The US backed Afghan government has a terrible record of not prosecuting men with government connections for violence against women. Nadia Anjuman, for example, was Afghanistan's most famous and popular female poet, known not only in Afghanistan, but in the neighboring nations besides. She was murdered by her politically connected abusive husband, but the US-backed Afghan government only sentenced him to five years in jail.......... and then let him out after one month. Nadia Anjuman was famous and popular, but even she would not receive justice under the Karzai government. With Nadia Anjuman being murdered with impunity by her husband in 2005, Mumtaz, the husband of Nazia might have thought that in 2007 he also could get away with mutilating his wife because his brother was a policeman.

The Anjuman case is a good example of my point about the "rock and a hard place" choice as it is viewed by the Afghan population. The murdered poet Nadia Anjuman had, under the Taliban, been forced to take literature classes in secret, she and other women resorting to the ruse of a sewing school, in order to evade Taliban prohibitions on women's education. To quote Leila Razeqi, the woman who actually set up the secret women's literature classes, "If the Taliban were here they would have punished her husband, and maybe that would be better.” You and I might not agree with this sentiment, but the Karzai government is apparently bad enough that Afghans are likely to.

The cover story in Time however, is telling a somewhat different story. Instead of domestic abuse being a universal problem that shows up worst where the government is the most corrupt, the story becomes more black and white. Everybody knows that the Taliban are cruel, but the cover article tries to tie them to unusual punishment as well, not just cruel punishment. As the political slant in Time Magazine goes, this is "What happens If We Leave Afghanistan". Well "what happens" may be a phony story, but if it is not, then supporting the Karzai government does not come off any better by comparison. Instead of a woman with her nose and ears cut off, we would have......... a younger woman, seemingly a near twin, with her nose and ears cut off, PLUS with her teeth broken, and bones broken. What an improvement.

If you have any sympathy for "Bibi Aisha", there is another horrible possibility, or perhaps probability to consider. She cannot read or write, and according to the New York Times, had never heard of Time Magazine, until she was given a copy of the issue with her name on it. Now if she is in fact, the same woman as Nazia, who was mutilated in 2007, she was mutilated by a man connected to the Karzai government, not the Taliban. Time Magazine "confirmed that she is in a secret location protected by armed guards", armed guards who are on the side of the Karzai government, so this poor woman may still be in the hands of forces that are, so far as she knows, from the same group as the man who mutilated her. Now, according to the New York Times, she "did not remember how she managed to walk away to find help" from the site of her mutilation. What sort of threats might she be getting from her armed "protectors" now to make her tell the "right" story?

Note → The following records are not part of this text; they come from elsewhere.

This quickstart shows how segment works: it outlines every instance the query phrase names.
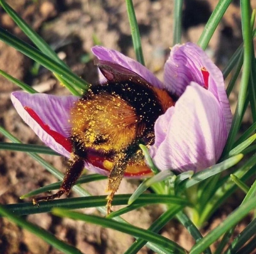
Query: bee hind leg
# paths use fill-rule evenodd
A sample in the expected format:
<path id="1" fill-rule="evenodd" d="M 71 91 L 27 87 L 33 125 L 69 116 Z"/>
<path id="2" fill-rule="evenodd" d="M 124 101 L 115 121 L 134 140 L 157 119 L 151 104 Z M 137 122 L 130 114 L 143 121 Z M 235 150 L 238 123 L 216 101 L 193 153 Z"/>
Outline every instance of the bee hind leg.
<path id="1" fill-rule="evenodd" d="M 50 196 L 33 199 L 33 204 L 39 206 L 38 202 L 39 201 L 52 200 L 59 198 L 64 193 L 68 194 L 81 174 L 84 167 L 84 159 L 73 154 L 69 160 L 70 166 L 66 171 L 59 190 L 55 194 Z"/>
<path id="2" fill-rule="evenodd" d="M 109 214 L 111 211 L 111 207 L 113 198 L 116 192 L 118 190 L 120 184 L 124 175 L 127 165 L 127 157 L 125 157 L 116 163 L 108 176 L 108 180 L 107 191 L 111 192 L 107 197 L 108 202 L 107 214 Z"/>

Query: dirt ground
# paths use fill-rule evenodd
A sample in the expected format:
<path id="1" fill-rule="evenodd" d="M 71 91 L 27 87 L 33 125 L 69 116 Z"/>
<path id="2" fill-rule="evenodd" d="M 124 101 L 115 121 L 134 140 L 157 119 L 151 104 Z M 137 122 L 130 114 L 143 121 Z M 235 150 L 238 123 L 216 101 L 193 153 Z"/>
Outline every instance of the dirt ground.
<path id="1" fill-rule="evenodd" d="M 59 52 L 73 71 L 90 83 L 97 82 L 96 70 L 92 60 L 90 48 L 96 41 L 135 58 L 125 1 L 120 0 L 55 0 L 33 1 L 10 0 L 11 6 Z M 217 0 L 184 1 L 182 41 L 196 43 Z M 173 3 L 170 0 L 134 0 L 141 32 L 146 65 L 160 79 L 163 67 L 172 41 Z M 234 1 L 217 28 L 207 52 L 221 68 L 241 41 L 238 1 Z M 0 24 L 29 41 L 9 16 L 0 9 Z M 89 60 L 89 61 L 88 61 Z M 40 67 L 33 75 L 34 63 L 0 42 L 0 69 L 23 80 L 37 91 L 55 94 L 68 92 L 53 75 Z M 10 93 L 18 90 L 0 76 L 0 124 L 25 143 L 41 144 L 33 131 L 22 121 L 12 106 Z M 234 102 L 236 94 L 232 95 Z M 245 123 L 249 123 L 248 114 Z M 7 140 L 0 135 L 0 141 Z M 64 172 L 67 166 L 63 158 L 42 155 Z M 29 191 L 56 181 L 56 179 L 28 155 L 21 152 L 0 150 L 0 202 L 22 202 L 19 197 Z M 119 193 L 132 193 L 137 180 L 123 181 Z M 94 194 L 104 194 L 106 181 L 84 187 Z M 96 186 L 95 186 L 95 185 Z M 74 192 L 70 195 L 76 196 Z M 28 200 L 26 201 L 28 201 Z M 212 229 L 237 206 L 231 200 L 211 219 L 204 234 Z M 161 214 L 162 208 L 151 206 L 129 213 L 124 218 L 133 224 L 146 228 Z M 85 212 L 97 212 L 95 209 Z M 138 220 L 138 218 L 140 219 Z M 130 236 L 79 221 L 60 219 L 50 214 L 29 215 L 27 219 L 76 246 L 87 254 L 122 253 L 134 240 Z M 246 226 L 249 218 L 236 230 Z M 168 224 L 162 234 L 188 250 L 194 244 L 189 234 L 175 222 Z M 214 248 L 214 247 L 213 247 Z M 0 252 L 2 254 L 60 253 L 42 240 L 5 219 L 0 218 Z M 144 247 L 140 253 L 152 253 Z"/>

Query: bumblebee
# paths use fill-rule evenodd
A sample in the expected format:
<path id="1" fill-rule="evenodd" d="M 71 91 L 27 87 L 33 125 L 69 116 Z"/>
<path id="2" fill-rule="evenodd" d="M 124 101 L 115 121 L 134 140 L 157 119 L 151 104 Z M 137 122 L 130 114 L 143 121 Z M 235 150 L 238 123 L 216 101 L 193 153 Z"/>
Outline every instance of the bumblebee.
<path id="1" fill-rule="evenodd" d="M 125 174 L 151 172 L 139 145 L 154 144 L 156 121 L 174 105 L 175 96 L 124 67 L 101 60 L 96 63 L 108 81 L 92 86 L 75 103 L 70 112 L 70 167 L 58 192 L 34 199 L 34 204 L 68 194 L 85 165 L 90 163 L 109 171 L 108 214 Z"/>

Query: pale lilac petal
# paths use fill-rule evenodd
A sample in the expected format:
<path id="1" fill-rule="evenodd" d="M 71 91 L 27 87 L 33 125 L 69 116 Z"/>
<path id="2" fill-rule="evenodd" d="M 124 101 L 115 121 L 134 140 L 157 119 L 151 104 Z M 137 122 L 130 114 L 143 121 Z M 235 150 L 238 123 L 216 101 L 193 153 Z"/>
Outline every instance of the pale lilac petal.
<path id="1" fill-rule="evenodd" d="M 155 124 L 155 132 L 157 132 L 157 135 L 156 136 L 154 147 L 159 147 L 166 137 L 168 126 L 174 111 L 174 107 L 169 107 L 164 115 L 160 115 L 156 119 Z M 151 155 L 153 157 L 154 155 L 152 154 Z"/>
<path id="2" fill-rule="evenodd" d="M 172 49 L 164 66 L 164 85 L 178 96 L 181 95 L 191 81 L 204 86 L 205 83 L 202 71 L 203 67 L 209 74 L 208 90 L 219 102 L 228 132 L 232 116 L 222 73 L 200 48 L 188 43 L 176 45 Z"/>
<path id="3" fill-rule="evenodd" d="M 216 98 L 192 82 L 174 108 L 166 136 L 161 130 L 158 132 L 157 126 L 155 128 L 156 140 L 159 142 L 162 139 L 160 145 L 153 145 L 150 149 L 156 166 L 162 170 L 173 169 L 180 172 L 199 171 L 214 164 L 228 135 Z"/>
<path id="4" fill-rule="evenodd" d="M 11 96 L 11 99 L 18 113 L 40 139 L 52 149 L 68 157 L 71 152 L 71 146 L 68 145 L 70 142 L 67 140 L 69 136 L 69 112 L 74 102 L 78 99 L 78 97 L 72 96 L 31 94 L 22 91 L 14 92 Z M 62 136 L 63 140 L 61 140 L 59 143 L 57 142 L 56 138 L 49 135 L 31 116 L 25 107 L 32 109 L 51 130 Z M 61 136 L 58 137 L 60 137 L 61 138 Z"/>
<path id="5" fill-rule="evenodd" d="M 100 60 L 108 61 L 117 64 L 137 73 L 152 85 L 163 88 L 163 84 L 151 72 L 140 63 L 113 50 L 97 46 L 92 49 L 92 53 Z M 106 81 L 103 75 L 100 76 L 100 82 Z"/>

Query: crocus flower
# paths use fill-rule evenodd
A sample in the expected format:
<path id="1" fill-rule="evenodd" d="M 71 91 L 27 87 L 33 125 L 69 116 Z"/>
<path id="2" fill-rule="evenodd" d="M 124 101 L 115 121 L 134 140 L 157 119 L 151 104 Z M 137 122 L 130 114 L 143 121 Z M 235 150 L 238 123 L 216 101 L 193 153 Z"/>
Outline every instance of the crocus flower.
<path id="1" fill-rule="evenodd" d="M 227 140 L 232 115 L 221 72 L 200 48 L 191 43 L 173 47 L 164 65 L 163 82 L 117 51 L 99 46 L 92 50 L 99 60 L 124 67 L 178 98 L 155 124 L 155 142 L 149 152 L 160 170 L 196 171 L 216 162 Z M 107 81 L 100 73 L 100 80 Z M 69 114 L 79 99 L 22 91 L 14 92 L 11 96 L 19 114 L 40 139 L 68 157 L 72 150 Z M 93 164 L 85 166 L 100 174 L 109 173 L 100 160 Z M 132 175 L 139 176 L 140 172 Z"/>

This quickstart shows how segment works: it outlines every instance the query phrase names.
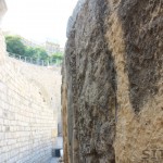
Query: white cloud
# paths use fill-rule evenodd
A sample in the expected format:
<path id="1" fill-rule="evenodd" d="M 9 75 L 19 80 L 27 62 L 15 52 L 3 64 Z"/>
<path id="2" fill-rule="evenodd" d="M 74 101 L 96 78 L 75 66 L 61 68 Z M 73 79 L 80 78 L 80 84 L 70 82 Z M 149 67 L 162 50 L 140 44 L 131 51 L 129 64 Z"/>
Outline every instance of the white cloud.
<path id="1" fill-rule="evenodd" d="M 28 39 L 55 40 L 64 46 L 70 15 L 77 0 L 7 0 L 3 28 Z"/>

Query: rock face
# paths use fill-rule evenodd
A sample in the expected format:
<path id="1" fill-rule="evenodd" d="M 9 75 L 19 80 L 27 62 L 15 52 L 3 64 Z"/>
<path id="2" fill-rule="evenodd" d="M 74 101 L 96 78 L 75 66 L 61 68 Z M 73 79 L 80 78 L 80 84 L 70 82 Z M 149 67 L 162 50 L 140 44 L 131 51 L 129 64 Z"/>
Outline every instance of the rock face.
<path id="1" fill-rule="evenodd" d="M 62 70 L 65 163 L 163 160 L 162 40 L 162 0 L 78 2 Z"/>

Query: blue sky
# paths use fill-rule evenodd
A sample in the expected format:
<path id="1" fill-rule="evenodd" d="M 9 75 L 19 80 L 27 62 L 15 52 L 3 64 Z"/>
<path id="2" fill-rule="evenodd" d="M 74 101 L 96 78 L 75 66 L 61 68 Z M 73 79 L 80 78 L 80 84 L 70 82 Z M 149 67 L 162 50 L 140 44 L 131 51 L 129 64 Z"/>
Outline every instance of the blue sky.
<path id="1" fill-rule="evenodd" d="M 5 0 L 3 29 L 28 39 L 64 47 L 66 24 L 77 0 Z"/>

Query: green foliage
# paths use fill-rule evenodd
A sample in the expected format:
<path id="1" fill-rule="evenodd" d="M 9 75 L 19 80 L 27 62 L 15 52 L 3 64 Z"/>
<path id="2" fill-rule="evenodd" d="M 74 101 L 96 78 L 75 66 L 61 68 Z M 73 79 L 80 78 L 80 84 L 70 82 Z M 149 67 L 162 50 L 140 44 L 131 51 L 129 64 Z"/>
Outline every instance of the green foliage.
<path id="1" fill-rule="evenodd" d="M 11 53 L 16 53 L 20 55 L 24 55 L 26 52 L 26 47 L 22 43 L 21 38 L 17 36 L 7 36 L 7 51 Z"/>
<path id="2" fill-rule="evenodd" d="M 22 40 L 17 36 L 7 36 L 7 51 L 14 54 L 20 54 L 27 58 L 33 58 L 33 61 L 38 62 L 37 60 L 43 60 L 47 63 L 58 63 L 60 64 L 63 59 L 62 52 L 57 52 L 51 57 L 48 55 L 47 51 L 43 48 L 37 47 L 26 47 L 23 45 Z"/>

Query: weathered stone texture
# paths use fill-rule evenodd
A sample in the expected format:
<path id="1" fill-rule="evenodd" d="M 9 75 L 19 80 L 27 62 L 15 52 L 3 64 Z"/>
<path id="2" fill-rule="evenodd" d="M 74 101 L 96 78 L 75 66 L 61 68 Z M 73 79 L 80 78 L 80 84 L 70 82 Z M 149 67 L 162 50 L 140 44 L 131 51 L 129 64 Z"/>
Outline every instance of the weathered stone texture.
<path id="1" fill-rule="evenodd" d="M 62 70 L 65 163 L 138 163 L 143 150 L 151 163 L 150 151 L 163 150 L 163 1 L 84 0 L 73 16 Z"/>
<path id="2" fill-rule="evenodd" d="M 7 57 L 0 36 L 0 163 L 48 163 L 58 134 L 60 71 Z"/>

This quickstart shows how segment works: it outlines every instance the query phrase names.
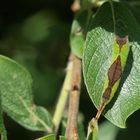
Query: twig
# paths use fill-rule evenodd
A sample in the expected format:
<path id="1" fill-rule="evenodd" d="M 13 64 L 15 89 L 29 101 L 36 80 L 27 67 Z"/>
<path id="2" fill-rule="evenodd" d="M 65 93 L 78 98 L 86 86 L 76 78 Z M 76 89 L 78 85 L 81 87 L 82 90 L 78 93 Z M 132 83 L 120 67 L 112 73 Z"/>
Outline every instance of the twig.
<path id="1" fill-rule="evenodd" d="M 72 85 L 69 97 L 68 122 L 66 138 L 68 140 L 79 140 L 77 132 L 77 118 L 79 109 L 80 83 L 81 83 L 81 60 L 71 55 L 73 62 Z"/>
<path id="2" fill-rule="evenodd" d="M 64 80 L 64 84 L 62 86 L 58 103 L 56 105 L 56 110 L 53 117 L 53 123 L 55 127 L 55 132 L 57 132 L 59 128 L 59 124 L 63 115 L 63 111 L 65 105 L 67 103 L 68 93 L 71 89 L 71 80 L 72 80 L 72 70 L 73 70 L 73 62 L 69 60 L 67 68 L 66 68 L 66 76 Z"/>

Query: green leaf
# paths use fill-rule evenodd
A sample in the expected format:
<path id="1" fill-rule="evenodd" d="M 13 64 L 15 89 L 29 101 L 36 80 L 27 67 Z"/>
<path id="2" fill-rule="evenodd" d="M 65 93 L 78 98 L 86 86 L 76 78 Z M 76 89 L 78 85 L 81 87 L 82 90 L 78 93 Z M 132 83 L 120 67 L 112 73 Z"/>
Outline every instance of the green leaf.
<path id="1" fill-rule="evenodd" d="M 77 13 L 71 29 L 70 45 L 72 52 L 82 58 L 85 42 L 85 31 L 91 11 L 83 10 Z"/>
<path id="2" fill-rule="evenodd" d="M 105 121 L 99 126 L 98 140 L 115 140 L 118 132 L 118 127 Z"/>
<path id="3" fill-rule="evenodd" d="M 38 138 L 37 140 L 55 140 L 55 134 L 50 134 L 50 135 Z"/>
<path id="4" fill-rule="evenodd" d="M 59 136 L 59 140 L 66 140 L 64 136 Z"/>
<path id="5" fill-rule="evenodd" d="M 50 135 L 41 137 L 37 140 L 55 140 L 55 139 L 56 139 L 55 134 L 50 134 Z M 64 136 L 59 136 L 59 140 L 66 140 L 66 138 Z"/>
<path id="6" fill-rule="evenodd" d="M 50 114 L 33 103 L 32 78 L 15 61 L 0 56 L 0 90 L 2 109 L 27 129 L 51 131 Z"/>
<path id="7" fill-rule="evenodd" d="M 130 47 L 128 61 L 119 88 L 105 110 L 105 117 L 109 121 L 124 128 L 126 119 L 140 108 L 140 27 L 125 5 L 121 3 L 113 5 L 116 33 L 110 4 L 105 3 L 91 19 L 83 54 L 83 70 L 88 93 L 98 108 L 111 63 L 115 34 L 119 36 L 128 34 Z"/>

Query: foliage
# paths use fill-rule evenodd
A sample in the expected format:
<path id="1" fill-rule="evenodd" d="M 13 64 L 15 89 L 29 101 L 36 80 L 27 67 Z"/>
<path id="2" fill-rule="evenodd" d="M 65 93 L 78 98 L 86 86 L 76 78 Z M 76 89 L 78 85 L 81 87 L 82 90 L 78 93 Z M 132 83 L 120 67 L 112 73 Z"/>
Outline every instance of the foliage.
<path id="1" fill-rule="evenodd" d="M 76 1 L 78 0 L 74 2 Z M 133 116 L 129 118 L 128 123 L 126 122 L 128 117 L 140 108 L 140 2 L 139 0 L 81 0 L 80 2 L 81 7 L 78 11 L 74 11 L 75 13 L 68 10 L 72 2 L 51 0 L 13 2 L 15 11 L 8 9 L 9 16 L 0 11 L 3 16 L 3 19 L 0 18 L 3 21 L 0 23 L 2 140 L 19 139 L 10 136 L 10 133 L 15 136 L 18 130 L 16 127 L 21 129 L 23 127 L 24 131 L 27 129 L 27 135 L 30 133 L 30 136 L 26 134 L 19 136 L 20 139 L 54 140 L 56 137 L 60 140 L 66 139 L 64 135 L 70 116 L 67 107 L 65 111 L 61 110 L 63 114 L 59 113 L 59 109 L 65 108 L 68 94 L 65 94 L 63 101 L 61 96 L 58 99 L 58 93 L 65 75 L 64 81 L 67 81 L 68 77 L 69 82 L 64 82 L 61 91 L 69 93 L 71 90 L 68 88 L 71 87 L 70 80 L 73 73 L 71 59 L 65 70 L 70 52 L 69 44 L 71 52 L 82 60 L 84 77 L 82 85 L 86 85 L 87 92 L 85 87 L 81 86 L 81 112 L 78 115 L 77 125 L 80 140 L 86 139 L 87 122 L 96 112 L 94 106 L 98 109 L 101 104 L 116 35 L 120 37 L 128 35 L 130 48 L 128 59 L 117 92 L 103 112 L 108 121 L 102 119 L 103 122 L 99 122 L 99 127 L 97 126 L 99 131 L 93 131 L 93 136 L 89 139 L 129 140 L 140 137 L 137 132 L 138 119 Z M 29 13 L 28 10 L 20 11 L 21 5 L 26 8 L 31 5 L 29 9 L 27 8 Z M 18 12 L 21 12 L 21 17 Z M 12 19 L 10 14 L 13 16 Z M 58 105 L 56 108 L 57 100 L 61 102 L 61 106 Z M 60 122 L 55 122 L 58 123 L 57 126 L 53 122 L 57 120 L 53 118 L 57 117 L 54 115 L 56 111 L 58 118 L 61 119 Z M 9 125 L 11 122 L 15 125 L 14 132 L 12 125 Z M 125 127 L 125 131 L 120 129 Z M 36 134 L 41 133 L 32 136 L 31 131 L 35 131 Z"/>

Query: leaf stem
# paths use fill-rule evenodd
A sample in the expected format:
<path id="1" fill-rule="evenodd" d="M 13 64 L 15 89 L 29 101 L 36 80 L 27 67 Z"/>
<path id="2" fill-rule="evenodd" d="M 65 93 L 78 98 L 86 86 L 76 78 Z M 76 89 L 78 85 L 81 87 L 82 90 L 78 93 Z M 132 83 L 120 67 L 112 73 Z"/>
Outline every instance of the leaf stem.
<path id="1" fill-rule="evenodd" d="M 2 111 L 2 106 L 1 106 L 1 95 L 0 95 L 0 135 L 1 135 L 1 140 L 7 140 L 6 129 L 5 129 L 5 126 L 4 126 L 4 121 L 3 121 L 3 111 Z"/>
<path id="2" fill-rule="evenodd" d="M 81 84 L 81 60 L 73 54 L 71 55 L 71 60 L 73 62 L 73 73 L 69 97 L 68 122 L 65 135 L 68 140 L 79 140 L 77 118 Z"/>
<path id="3" fill-rule="evenodd" d="M 68 98 L 68 93 L 71 89 L 71 80 L 72 80 L 72 70 L 73 70 L 73 62 L 71 60 L 69 60 L 68 64 L 67 64 L 67 68 L 66 68 L 66 76 L 65 76 L 65 80 L 60 92 L 60 96 L 56 105 L 56 110 L 53 116 L 53 123 L 55 126 L 55 131 L 57 132 L 62 115 L 63 115 L 63 111 L 67 102 L 67 98 Z"/>
<path id="4" fill-rule="evenodd" d="M 115 12 L 114 12 L 114 6 L 112 0 L 109 0 L 110 6 L 111 6 L 111 12 L 112 12 L 112 19 L 113 19 L 113 27 L 114 27 L 114 33 L 116 34 L 116 19 L 115 19 Z"/>

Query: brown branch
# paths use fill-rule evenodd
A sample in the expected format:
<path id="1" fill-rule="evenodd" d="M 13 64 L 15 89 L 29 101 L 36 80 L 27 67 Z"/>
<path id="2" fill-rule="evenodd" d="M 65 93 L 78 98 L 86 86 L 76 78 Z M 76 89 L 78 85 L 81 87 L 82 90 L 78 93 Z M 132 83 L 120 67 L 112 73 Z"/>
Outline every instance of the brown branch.
<path id="1" fill-rule="evenodd" d="M 79 140 L 77 130 L 77 118 L 78 118 L 80 83 L 81 83 L 81 60 L 72 54 L 71 61 L 73 62 L 73 71 L 72 71 L 73 73 L 69 97 L 66 138 L 68 140 Z"/>

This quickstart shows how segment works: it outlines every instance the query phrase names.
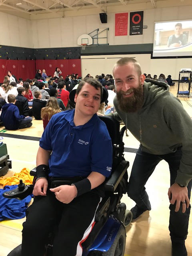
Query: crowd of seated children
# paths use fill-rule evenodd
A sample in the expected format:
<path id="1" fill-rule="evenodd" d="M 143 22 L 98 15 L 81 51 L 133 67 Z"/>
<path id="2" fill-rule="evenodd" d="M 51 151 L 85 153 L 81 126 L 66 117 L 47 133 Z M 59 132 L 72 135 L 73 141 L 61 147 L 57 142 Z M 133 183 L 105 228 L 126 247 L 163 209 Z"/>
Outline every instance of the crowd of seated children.
<path id="1" fill-rule="evenodd" d="M 42 94 L 42 100 L 47 100 L 50 98 L 50 95 L 45 90 L 45 86 L 44 83 L 42 82 L 39 82 L 38 85 L 39 90 Z"/>
<path id="2" fill-rule="evenodd" d="M 17 100 L 15 103 L 19 109 L 20 115 L 25 116 L 32 116 L 33 115 L 32 109 L 30 109 L 28 106 L 28 101 L 24 97 L 26 92 L 24 87 L 18 87 L 17 88 L 18 95 L 16 97 Z"/>
<path id="3" fill-rule="evenodd" d="M 43 120 L 43 128 L 45 130 L 51 117 L 61 110 L 57 103 L 57 99 L 54 97 L 51 97 L 47 101 L 46 106 L 43 108 L 41 111 L 41 117 Z"/>
<path id="4" fill-rule="evenodd" d="M 5 91 L 6 95 L 6 100 L 7 103 L 8 103 L 7 97 L 9 94 L 13 94 L 15 96 L 17 96 L 18 95 L 18 91 L 16 86 L 16 84 L 15 82 L 12 82 L 10 84 L 7 86 L 7 89 Z"/>
<path id="5" fill-rule="evenodd" d="M 33 115 L 36 120 L 41 120 L 41 111 L 46 106 L 47 101 L 41 100 L 42 95 L 40 91 L 36 91 L 34 94 L 35 98 L 33 101 Z"/>
<path id="6" fill-rule="evenodd" d="M 6 129 L 16 130 L 30 127 L 32 125 L 32 118 L 20 115 L 17 106 L 15 106 L 16 99 L 13 94 L 8 95 L 9 103 L 2 107 L 1 119 Z"/>
<path id="7" fill-rule="evenodd" d="M 64 81 L 60 82 L 58 84 L 58 96 L 57 98 L 60 99 L 64 105 L 67 106 L 69 100 L 69 92 L 67 91 L 65 83 Z"/>
<path id="8" fill-rule="evenodd" d="M 59 107 L 62 110 L 64 110 L 65 109 L 65 106 L 64 105 L 63 102 L 61 100 L 61 99 L 58 99 L 57 98 L 57 97 L 58 96 L 58 91 L 56 89 L 56 88 L 54 88 L 53 87 L 50 89 L 50 96 L 51 97 L 54 97 L 56 98 L 57 100 L 57 103 L 58 103 L 58 105 L 59 105 Z"/>

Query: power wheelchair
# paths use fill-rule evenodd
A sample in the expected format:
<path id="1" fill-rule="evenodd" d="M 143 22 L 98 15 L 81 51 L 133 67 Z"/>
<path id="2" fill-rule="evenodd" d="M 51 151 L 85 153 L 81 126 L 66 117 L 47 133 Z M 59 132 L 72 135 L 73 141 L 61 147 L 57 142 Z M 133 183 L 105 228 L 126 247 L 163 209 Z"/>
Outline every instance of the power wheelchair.
<path id="1" fill-rule="evenodd" d="M 126 210 L 120 200 L 127 192 L 128 175 L 127 169 L 129 163 L 124 157 L 124 143 L 122 137 L 126 128 L 120 131 L 119 122 L 108 116 L 100 116 L 106 124 L 113 145 L 112 174 L 105 181 L 105 196 L 98 208 L 96 224 L 88 238 L 82 244 L 82 256 L 123 256 L 125 248 L 125 228 L 131 222 L 132 213 Z M 36 168 L 30 171 L 36 176 Z M 34 179 L 35 180 L 35 178 Z M 18 188 L 4 193 L 8 198 L 22 200 L 30 194 L 33 185 L 26 185 L 22 180 Z M 45 245 L 44 256 L 52 256 L 54 233 L 50 234 Z M 20 256 L 21 245 L 12 251 L 8 256 Z"/>

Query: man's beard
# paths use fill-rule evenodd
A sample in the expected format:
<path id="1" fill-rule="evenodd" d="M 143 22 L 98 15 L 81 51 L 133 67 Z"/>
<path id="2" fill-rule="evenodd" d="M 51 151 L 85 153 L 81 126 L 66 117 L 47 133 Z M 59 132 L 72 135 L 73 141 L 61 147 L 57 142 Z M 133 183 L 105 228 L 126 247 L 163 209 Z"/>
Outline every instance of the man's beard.
<path id="1" fill-rule="evenodd" d="M 133 96 L 124 98 L 124 94 L 133 92 Z M 140 82 L 137 88 L 130 89 L 126 92 L 120 90 L 116 93 L 118 107 L 124 112 L 136 112 L 140 110 L 143 104 L 143 86 Z"/>

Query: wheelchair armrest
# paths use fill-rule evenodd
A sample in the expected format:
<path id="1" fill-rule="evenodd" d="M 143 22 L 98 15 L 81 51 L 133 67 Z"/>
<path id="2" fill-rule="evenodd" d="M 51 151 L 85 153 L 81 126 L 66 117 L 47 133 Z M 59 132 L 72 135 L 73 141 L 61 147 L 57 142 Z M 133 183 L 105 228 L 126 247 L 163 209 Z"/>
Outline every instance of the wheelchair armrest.
<path id="1" fill-rule="evenodd" d="M 117 168 L 112 172 L 111 176 L 106 181 L 104 188 L 105 190 L 114 192 L 122 178 L 127 171 L 129 162 L 123 160 Z"/>
<path id="2" fill-rule="evenodd" d="M 31 176 L 36 177 L 36 167 L 30 171 L 30 175 Z"/>

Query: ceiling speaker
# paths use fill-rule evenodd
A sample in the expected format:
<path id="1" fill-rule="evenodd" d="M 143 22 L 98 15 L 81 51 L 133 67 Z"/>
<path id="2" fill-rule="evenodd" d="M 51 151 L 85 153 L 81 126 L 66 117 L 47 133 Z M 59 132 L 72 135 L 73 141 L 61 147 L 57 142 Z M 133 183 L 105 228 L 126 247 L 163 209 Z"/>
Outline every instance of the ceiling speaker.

"Bibi Aisha" is being brought to the United States for surgery, so she could be rescued, if in fact she is being held as a propaganda pawn, but this would certainly require that some journalist can get to the truth of the situation. Even if Bibi Aisha and Nazia are in fact different people, we need journalists, bloggers, and everyone who cares to see that women are not mutilated, to work to make sure that the public knows that the problem of violence against women, even the most severe kinds, is certainly not confined to the Taliban.